Guest lecturing in Groningen

Upon meeting current students of the NOHA Erasmus Mundus Master in Humanitarian Assistance from Groningen University (the Netherlands) at the 8th The Humanitarian Congress in Berlin (28 and 29 October 2011, see link), I was asked to participate as a Guest Lecturer at the NOHA MSc Humanitarian Assistance course a little later. As a NOHA graduate myself, this was a great experience (which took place last week)! However, remembering my time as a student, three hours of theory on indicators and monitoring is quite a challenge…

Since so much theory is already given in study programs; it became time to get this theoretical knowledge into practice! Knowing project management, importance of evaluation, theories of monitoring, discussed LOGICAL frameworks… but time for a translation: how do field realities look like?
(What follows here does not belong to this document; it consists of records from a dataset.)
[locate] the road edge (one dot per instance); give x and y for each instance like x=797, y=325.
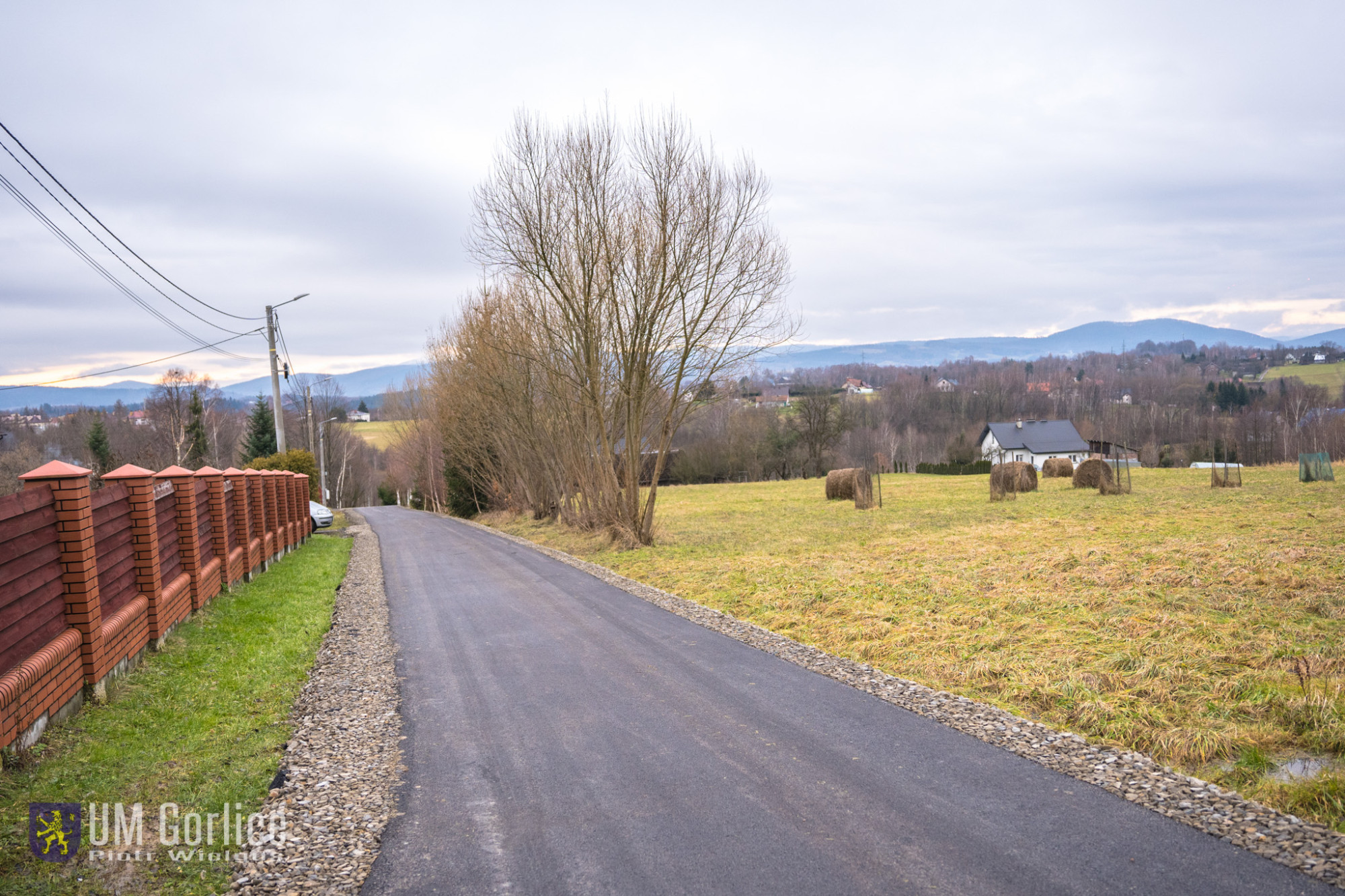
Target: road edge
x=1313, y=849
x=345, y=751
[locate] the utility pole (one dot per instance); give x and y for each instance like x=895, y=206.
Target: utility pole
x=275, y=382
x=322, y=459
x=275, y=373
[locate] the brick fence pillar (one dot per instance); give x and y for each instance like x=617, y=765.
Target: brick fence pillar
x=243, y=514
x=79, y=561
x=219, y=524
x=306, y=521
x=145, y=540
x=258, y=556
x=291, y=518
x=270, y=487
x=189, y=540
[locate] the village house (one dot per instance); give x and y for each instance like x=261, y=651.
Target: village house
x=774, y=396
x=1034, y=442
x=857, y=386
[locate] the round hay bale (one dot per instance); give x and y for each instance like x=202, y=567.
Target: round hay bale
x=863, y=489
x=1058, y=469
x=841, y=483
x=1013, y=477
x=1091, y=474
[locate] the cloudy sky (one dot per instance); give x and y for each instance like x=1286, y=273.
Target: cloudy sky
x=941, y=170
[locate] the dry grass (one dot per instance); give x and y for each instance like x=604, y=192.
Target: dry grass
x=1169, y=619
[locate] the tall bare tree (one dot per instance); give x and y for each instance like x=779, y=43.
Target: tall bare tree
x=633, y=266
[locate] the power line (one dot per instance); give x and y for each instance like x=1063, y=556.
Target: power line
x=107, y=275
x=29, y=153
x=146, y=364
x=110, y=248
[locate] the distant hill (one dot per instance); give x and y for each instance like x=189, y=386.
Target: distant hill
x=361, y=382
x=1104, y=335
x=132, y=392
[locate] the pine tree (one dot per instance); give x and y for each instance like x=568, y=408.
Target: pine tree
x=100, y=447
x=197, y=443
x=262, y=432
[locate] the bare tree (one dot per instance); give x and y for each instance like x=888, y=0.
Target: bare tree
x=630, y=266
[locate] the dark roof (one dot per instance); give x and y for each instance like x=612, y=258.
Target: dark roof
x=1038, y=436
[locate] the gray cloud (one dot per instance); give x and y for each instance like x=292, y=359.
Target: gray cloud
x=941, y=169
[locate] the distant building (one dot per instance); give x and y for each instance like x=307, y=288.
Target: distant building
x=1034, y=442
x=857, y=386
x=774, y=396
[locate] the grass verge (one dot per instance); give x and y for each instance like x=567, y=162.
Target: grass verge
x=198, y=724
x=1169, y=620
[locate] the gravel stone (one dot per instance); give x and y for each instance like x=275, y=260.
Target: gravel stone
x=344, y=762
x=1313, y=849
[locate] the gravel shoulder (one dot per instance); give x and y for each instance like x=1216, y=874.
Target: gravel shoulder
x=1288, y=840
x=344, y=763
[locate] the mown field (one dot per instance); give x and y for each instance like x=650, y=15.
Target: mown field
x=1330, y=376
x=377, y=434
x=1203, y=626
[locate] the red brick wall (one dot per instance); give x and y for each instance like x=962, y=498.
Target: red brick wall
x=88, y=579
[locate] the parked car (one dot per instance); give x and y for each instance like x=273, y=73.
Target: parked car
x=321, y=516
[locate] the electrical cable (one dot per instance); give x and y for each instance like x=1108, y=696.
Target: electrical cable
x=107, y=275
x=29, y=153
x=146, y=364
x=110, y=248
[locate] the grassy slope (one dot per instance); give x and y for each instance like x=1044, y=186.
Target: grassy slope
x=379, y=434
x=1330, y=376
x=1165, y=620
x=198, y=724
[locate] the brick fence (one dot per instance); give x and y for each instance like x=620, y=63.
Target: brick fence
x=91, y=579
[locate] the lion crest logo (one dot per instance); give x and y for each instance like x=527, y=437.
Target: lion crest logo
x=54, y=830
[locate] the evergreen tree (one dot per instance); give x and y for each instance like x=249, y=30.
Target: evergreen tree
x=262, y=432
x=197, y=444
x=100, y=447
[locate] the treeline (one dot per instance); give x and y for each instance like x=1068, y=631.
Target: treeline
x=188, y=421
x=1172, y=409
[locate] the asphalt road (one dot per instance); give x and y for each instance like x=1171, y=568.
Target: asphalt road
x=568, y=737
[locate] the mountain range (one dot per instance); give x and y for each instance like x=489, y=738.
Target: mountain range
x=1104, y=335
x=372, y=381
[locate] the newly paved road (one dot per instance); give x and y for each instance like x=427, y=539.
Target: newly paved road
x=568, y=737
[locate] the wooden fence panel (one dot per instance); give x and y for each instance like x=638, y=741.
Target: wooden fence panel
x=115, y=546
x=166, y=517
x=32, y=594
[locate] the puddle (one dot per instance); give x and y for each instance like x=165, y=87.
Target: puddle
x=1301, y=767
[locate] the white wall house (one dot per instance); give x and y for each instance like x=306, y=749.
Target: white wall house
x=1034, y=442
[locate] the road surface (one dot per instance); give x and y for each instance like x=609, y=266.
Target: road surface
x=564, y=736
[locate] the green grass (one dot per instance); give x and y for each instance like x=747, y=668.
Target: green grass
x=379, y=434
x=1330, y=376
x=1165, y=620
x=198, y=724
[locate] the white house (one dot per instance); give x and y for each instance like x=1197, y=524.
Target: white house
x=857, y=386
x=1032, y=440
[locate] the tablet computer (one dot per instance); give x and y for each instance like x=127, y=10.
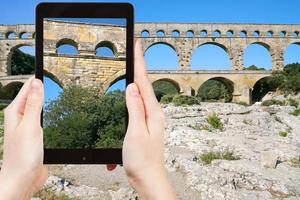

The course was divided into three parts; whereas the first part of the course a presentation was given on the life of a humanitarian field expat. Living in isolated places, challenging working environments, colleagues as housemates and family in one, people management in different cultures, working under stress and dealing with emergencies. The second part continued into field realities regarding Information Management and Project Monitoring. How do you measure what you need to measure, how to define indicators and what are the major obstacles regarding those two topics (information management and monitoring). The last part of the course was concerned with ActivityInfo, presenting the program, which obstacles can be overcome, how it makes organisations focus on common indicator setting and finally how to work with ActivityInfo.

How time flies… these three hours passed by so quickly. The students were pleased with the connection of practice to theory, but the topic in itself requires obviously so much more time to fully grasp. Multiple topics for possible future research came out of the discussions; regarding ActivityInfo and overcoming obstacles defined within humanitarian aid towards the practice of monitoring and information management. From my side, I’m looking forward to future lectures and possible future cooperation between student’s research and ActivityInfo to further enhance information management and (real-time) monitoring in humanitarian assistance!